A Color Interface for Audio Clustering Visualization Silvia Zuffi, Isabella Gagliardi ITC, Consiglio Nazionale delle Ricerche, Milano, Italy Abstract The availability of large audio collections calls for ways to efficiently access and explore them by providing an effective overview of their contents at the interface level. In this paper we present an innovative strategy exploiting color to visualize the content of a database of audio records, part of a website dedicated to ethnographic information in a region of Italy.
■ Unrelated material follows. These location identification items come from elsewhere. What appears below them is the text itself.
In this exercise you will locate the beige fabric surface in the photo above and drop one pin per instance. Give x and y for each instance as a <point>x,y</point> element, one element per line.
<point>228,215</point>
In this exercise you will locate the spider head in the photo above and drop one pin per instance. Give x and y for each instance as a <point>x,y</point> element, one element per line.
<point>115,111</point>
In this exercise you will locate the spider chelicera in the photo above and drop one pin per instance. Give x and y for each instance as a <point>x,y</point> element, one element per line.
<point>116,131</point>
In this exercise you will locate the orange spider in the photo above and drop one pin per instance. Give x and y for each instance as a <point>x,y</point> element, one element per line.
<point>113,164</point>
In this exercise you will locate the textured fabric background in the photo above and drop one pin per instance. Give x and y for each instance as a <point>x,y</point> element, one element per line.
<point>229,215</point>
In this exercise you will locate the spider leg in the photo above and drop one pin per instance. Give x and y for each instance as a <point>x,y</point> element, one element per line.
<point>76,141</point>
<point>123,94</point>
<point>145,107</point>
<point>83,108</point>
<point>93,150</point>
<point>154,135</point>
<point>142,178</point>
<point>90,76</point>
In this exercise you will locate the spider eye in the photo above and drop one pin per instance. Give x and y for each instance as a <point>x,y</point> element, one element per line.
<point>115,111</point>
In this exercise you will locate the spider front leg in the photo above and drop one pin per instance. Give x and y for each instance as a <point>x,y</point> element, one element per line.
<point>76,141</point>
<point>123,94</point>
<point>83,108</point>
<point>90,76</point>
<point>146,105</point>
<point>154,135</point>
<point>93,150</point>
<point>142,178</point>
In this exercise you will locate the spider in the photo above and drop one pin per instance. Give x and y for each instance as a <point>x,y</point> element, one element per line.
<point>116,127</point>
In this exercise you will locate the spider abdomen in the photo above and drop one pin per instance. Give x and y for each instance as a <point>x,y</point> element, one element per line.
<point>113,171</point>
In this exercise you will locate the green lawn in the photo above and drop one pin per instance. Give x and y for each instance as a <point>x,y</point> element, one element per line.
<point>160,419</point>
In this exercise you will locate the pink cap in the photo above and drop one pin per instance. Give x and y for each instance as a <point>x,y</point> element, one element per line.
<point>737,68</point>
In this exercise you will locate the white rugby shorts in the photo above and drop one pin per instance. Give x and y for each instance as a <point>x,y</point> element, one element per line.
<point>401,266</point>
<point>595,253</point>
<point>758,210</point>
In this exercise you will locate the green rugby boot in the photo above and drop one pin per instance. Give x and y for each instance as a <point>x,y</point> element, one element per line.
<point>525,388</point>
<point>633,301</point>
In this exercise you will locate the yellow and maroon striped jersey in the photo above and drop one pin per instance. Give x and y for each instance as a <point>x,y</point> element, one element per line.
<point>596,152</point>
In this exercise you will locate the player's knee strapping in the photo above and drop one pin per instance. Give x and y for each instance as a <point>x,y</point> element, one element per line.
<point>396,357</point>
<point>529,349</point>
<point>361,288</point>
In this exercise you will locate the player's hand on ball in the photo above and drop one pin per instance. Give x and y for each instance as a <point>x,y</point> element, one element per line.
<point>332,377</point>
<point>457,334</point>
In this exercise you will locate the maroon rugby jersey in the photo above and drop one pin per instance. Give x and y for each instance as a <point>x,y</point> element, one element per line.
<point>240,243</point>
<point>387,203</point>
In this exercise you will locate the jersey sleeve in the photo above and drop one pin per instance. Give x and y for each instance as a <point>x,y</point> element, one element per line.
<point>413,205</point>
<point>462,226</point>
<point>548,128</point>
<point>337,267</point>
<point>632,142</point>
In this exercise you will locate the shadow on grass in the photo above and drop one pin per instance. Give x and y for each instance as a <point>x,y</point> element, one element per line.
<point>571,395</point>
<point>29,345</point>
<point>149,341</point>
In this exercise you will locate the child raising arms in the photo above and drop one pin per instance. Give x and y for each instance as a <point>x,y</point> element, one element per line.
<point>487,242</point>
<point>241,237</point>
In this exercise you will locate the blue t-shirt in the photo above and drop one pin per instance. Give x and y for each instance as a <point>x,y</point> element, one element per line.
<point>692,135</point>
Recently, the problem of the visualization of audio contents has drawn much attention due to the increasing volume of the collections of music available on the Internet. The simplest way to display these contents is to present textual lists where each item on the list shows the attributes of the corresponding piece. However, visualizations based on textual lists are not enough to help users to efficiently explore music libraries. Different forms of alternative visualization schemes have been proposed, based on semantic attributes of pieces, or on audio information. An effective strategy for the design of interfaces accessing database contents exploits color attributes: the user is facilitated in the browsing of the database if interface colors are employed to represent some property of the audio contents. We present here an innovative strategy for the visualization of the contents of a database of audio records. The solution we propose is based on the establishment of a mapping between the acoustic features of audio clusters and colors. The database used in our implementation is that of the Archive of Ethnography and Social History of the Lombardy Region (AESS). The AESS was founded to preserve, study, and enhance the value of documents and images of the life, social transformations, literature, oral history, material culture, and anthropic landscapes of the Lombard territory. Its website, designed by ITC, an institute of the CNR of Milan, stores information concerning the oral history of the region, and is composed mainly of popular songs and other audio records describing the popular traditions (such as fairs, and customs) handed down from generation to generation. The AESS website implements, besides the standard functions of catalogue and search, various modalities of navigation and employ 1. These include, among others, the location and clustering of similar audios, that is the organization of the audio files stored in the database in groups containing files acoustically similar to each other.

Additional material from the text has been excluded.